A study out of the University of California, Davis, suggests that only one intensive meditation course can have profound psychological effects on a person’s life. In particular, researchers note that a few months of intense meditation can help naturally increase a practitioner’s attention span.
This latest study on the long-term benefits of meditation is officially a part of the International Shamatha Project. Created by Dr. B. Alan Wallace of the Santa Barbara Institute for Consciousness Studies, the Shamatha Project brings together some of the world’s top scientists and yogis as they attempt to better understand the effects of meditation on the human mind.
Researchers involved in this study followed a group of 60 advanced meditators who went on a three-month retreat at Colorado’s Shambhala Mountain Center in 2007. During this intensive meditation retreat, meditators were required to practice sitting and walking meditation with Dr. Alan Wallace at least eight hours per day.
When the three months were over, researchers discovered that the meditation practitioners had increased focus and had a better time dealing with anxiety.
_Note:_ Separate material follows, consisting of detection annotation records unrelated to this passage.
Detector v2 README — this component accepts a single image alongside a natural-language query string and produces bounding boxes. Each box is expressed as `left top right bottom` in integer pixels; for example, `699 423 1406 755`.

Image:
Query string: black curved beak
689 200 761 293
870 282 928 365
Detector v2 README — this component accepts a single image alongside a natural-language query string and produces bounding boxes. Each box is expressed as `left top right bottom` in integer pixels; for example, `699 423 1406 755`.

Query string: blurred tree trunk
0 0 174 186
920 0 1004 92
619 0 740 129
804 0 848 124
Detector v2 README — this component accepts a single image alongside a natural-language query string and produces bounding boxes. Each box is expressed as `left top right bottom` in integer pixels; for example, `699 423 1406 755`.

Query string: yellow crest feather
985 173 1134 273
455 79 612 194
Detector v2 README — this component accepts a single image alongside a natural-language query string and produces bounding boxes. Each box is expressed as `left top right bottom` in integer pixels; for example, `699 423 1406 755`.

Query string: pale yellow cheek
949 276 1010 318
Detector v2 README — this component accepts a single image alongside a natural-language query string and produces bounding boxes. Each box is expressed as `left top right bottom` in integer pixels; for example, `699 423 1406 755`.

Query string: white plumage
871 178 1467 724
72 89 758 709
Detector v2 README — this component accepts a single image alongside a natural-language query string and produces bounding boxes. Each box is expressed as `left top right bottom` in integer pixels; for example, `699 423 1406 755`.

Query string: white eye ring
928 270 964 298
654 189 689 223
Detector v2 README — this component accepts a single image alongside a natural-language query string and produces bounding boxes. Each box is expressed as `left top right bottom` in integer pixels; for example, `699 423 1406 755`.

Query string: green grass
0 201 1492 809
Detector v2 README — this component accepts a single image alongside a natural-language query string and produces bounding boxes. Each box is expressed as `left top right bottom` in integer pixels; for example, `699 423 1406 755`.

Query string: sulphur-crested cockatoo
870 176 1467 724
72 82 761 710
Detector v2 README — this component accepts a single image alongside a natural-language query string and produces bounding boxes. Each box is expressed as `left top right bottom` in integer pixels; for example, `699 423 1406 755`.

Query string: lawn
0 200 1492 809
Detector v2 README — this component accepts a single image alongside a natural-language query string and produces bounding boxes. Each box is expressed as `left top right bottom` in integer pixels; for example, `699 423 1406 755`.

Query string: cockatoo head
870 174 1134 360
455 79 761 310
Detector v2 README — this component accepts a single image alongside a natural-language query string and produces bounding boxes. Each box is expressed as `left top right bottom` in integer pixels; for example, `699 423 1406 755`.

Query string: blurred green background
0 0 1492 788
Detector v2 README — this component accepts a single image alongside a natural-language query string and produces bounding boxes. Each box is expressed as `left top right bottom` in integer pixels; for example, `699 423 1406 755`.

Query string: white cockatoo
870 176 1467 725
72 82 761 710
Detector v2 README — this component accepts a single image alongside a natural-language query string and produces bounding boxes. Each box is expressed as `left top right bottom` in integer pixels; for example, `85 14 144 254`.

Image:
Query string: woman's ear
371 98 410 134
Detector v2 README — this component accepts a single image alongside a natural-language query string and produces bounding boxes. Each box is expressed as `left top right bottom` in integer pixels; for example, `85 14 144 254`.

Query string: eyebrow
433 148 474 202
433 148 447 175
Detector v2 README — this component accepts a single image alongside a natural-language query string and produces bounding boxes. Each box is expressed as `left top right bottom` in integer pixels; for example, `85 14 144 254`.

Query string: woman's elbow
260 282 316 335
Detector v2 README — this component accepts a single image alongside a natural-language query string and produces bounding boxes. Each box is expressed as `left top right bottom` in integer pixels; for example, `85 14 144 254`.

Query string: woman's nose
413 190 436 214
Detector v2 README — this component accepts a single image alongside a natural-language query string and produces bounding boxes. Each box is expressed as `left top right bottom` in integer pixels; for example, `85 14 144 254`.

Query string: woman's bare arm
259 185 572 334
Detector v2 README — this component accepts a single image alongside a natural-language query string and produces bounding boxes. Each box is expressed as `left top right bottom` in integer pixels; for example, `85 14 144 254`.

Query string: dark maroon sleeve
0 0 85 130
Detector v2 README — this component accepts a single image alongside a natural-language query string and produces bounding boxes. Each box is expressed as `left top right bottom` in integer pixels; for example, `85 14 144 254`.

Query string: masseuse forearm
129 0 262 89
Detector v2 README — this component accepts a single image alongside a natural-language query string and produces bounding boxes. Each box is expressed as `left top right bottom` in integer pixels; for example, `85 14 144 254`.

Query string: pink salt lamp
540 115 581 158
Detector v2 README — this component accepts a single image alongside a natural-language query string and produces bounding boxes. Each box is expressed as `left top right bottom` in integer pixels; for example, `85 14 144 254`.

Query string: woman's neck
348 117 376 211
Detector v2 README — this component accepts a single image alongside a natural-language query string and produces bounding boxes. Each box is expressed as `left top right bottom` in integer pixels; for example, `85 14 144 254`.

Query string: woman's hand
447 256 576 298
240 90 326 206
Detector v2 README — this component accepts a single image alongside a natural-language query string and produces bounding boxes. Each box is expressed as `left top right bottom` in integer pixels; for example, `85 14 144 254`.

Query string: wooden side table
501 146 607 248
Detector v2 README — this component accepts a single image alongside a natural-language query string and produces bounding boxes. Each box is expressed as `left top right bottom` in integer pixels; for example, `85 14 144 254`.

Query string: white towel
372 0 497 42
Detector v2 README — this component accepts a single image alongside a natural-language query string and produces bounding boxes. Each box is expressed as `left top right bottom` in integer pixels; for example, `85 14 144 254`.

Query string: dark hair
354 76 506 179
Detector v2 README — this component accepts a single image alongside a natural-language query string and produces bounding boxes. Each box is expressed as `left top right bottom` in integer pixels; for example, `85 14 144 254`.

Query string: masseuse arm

Scientists continued to track the meditators’ mental wellbeing over the past seven years.
The latest study out of UC Davis presents data seven years after the initial meditation retreat. Investigators say they were curious how long it took the psychological benefits of meditation to “wear off,” if they diminished at all.
Interestingly, study authors discovered that most meditators’ attention spans didn’t decline with age. They also found that most of the study participants showed no signs of common age-related neurodegenerative diseases.
While people who continued to practice least an hour of meditation per day had the greatest benefits, researchers say even study participants who didn’t practice meditation every day experienced benefits from the retreat.
Clifford Saron of UC Davis’s Center for Mind and Brain was the head author on this study. A few other psychologists involved in this research include Anthony P. Zanesco, Katherine A. MacLean, and Brandon G. King.
This study was published in the most recent edition of the Journal of Cognitive Enhancement under the title “Cognitive Aging and Long-Term Maintenance of Attentional Improvements Following Meditation Training.”